Even more serious were the hidden costs of this bailout. All the money put into BL and its successors was capital that could have been employed profitably, creating work somewhere else. Instead it was simply wasted. The British-owned auto industry was essentially doomed by the mid-1970s. Trying to resist this did nobody any favors in the long run and simply prolonged the agony of re-adjustment to a painful and disruptive change.
The parallels with the current position of the Big Three are not exact, but they are disturbingly close. The firms in question are also run down by a generation or more of bad management decisions, bad investments, and crippling wage, healthcare, and pension costs. It is not that auto manufacturing in America is unviable. Honda, Toyota, and others manufacture very profitably in the United States, just as Nissan does in the UK. There is nothing to suggest that giving the Big Three the massive amounts of money they want will do anything other than delay their demise and create a slow and lingering death rather than a swift one. In fact, so dire is the position of General Motors and Chrysler that even with assistance they are unlikely to survive as long as parts of British Leyland did. Meanwhile, all the money given to these firms will be money that could have been used to more effect elsewhere in the economy.
The U.S. political class is probably aware of this, even if it does not realize it will simply be repeating on a much larger scale what the British government did 30 years ago. They are motivated by two main concerns. The first is economic nationalism—the fear that if these firms and their suppliers go out of business, the United States will be weakened. The answer to this is straightforward, no matter how unpalatable it may be to nationalists: The aim of production is consumption, not national power and prestige. In the longer term policies that weaken productivity (which any diversion of capital will do) will actually reduce the power of the nation-state (if that is your main concern).

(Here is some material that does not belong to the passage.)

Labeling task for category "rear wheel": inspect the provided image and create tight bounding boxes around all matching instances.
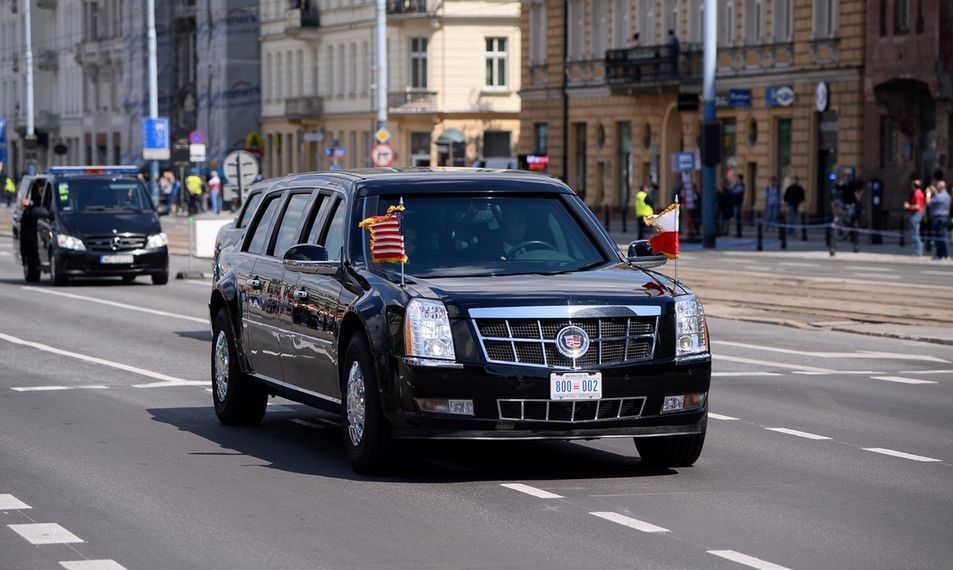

The second concern is for the many who would lose their jobs and the communities that would lose most of their employment. This comes down to an argument about whether concerns of this kind (which are serious and important) should be a matter for government action. Even if you think they should be, however, it does not follow that the right course is for Uncle Sam to support these firms financially. The example of Britain shows that the much more effective policy would be to let the firms be wound up and use the money to try to revitalize the local economy of places like Michigan. As people here in England watched the goings-on in Washington and Detroit, there was an overwhelming urge to shout, “Don’t do it!” Sadly, even if the folks in Congress had heard, I doubt they would have followed the advice of history.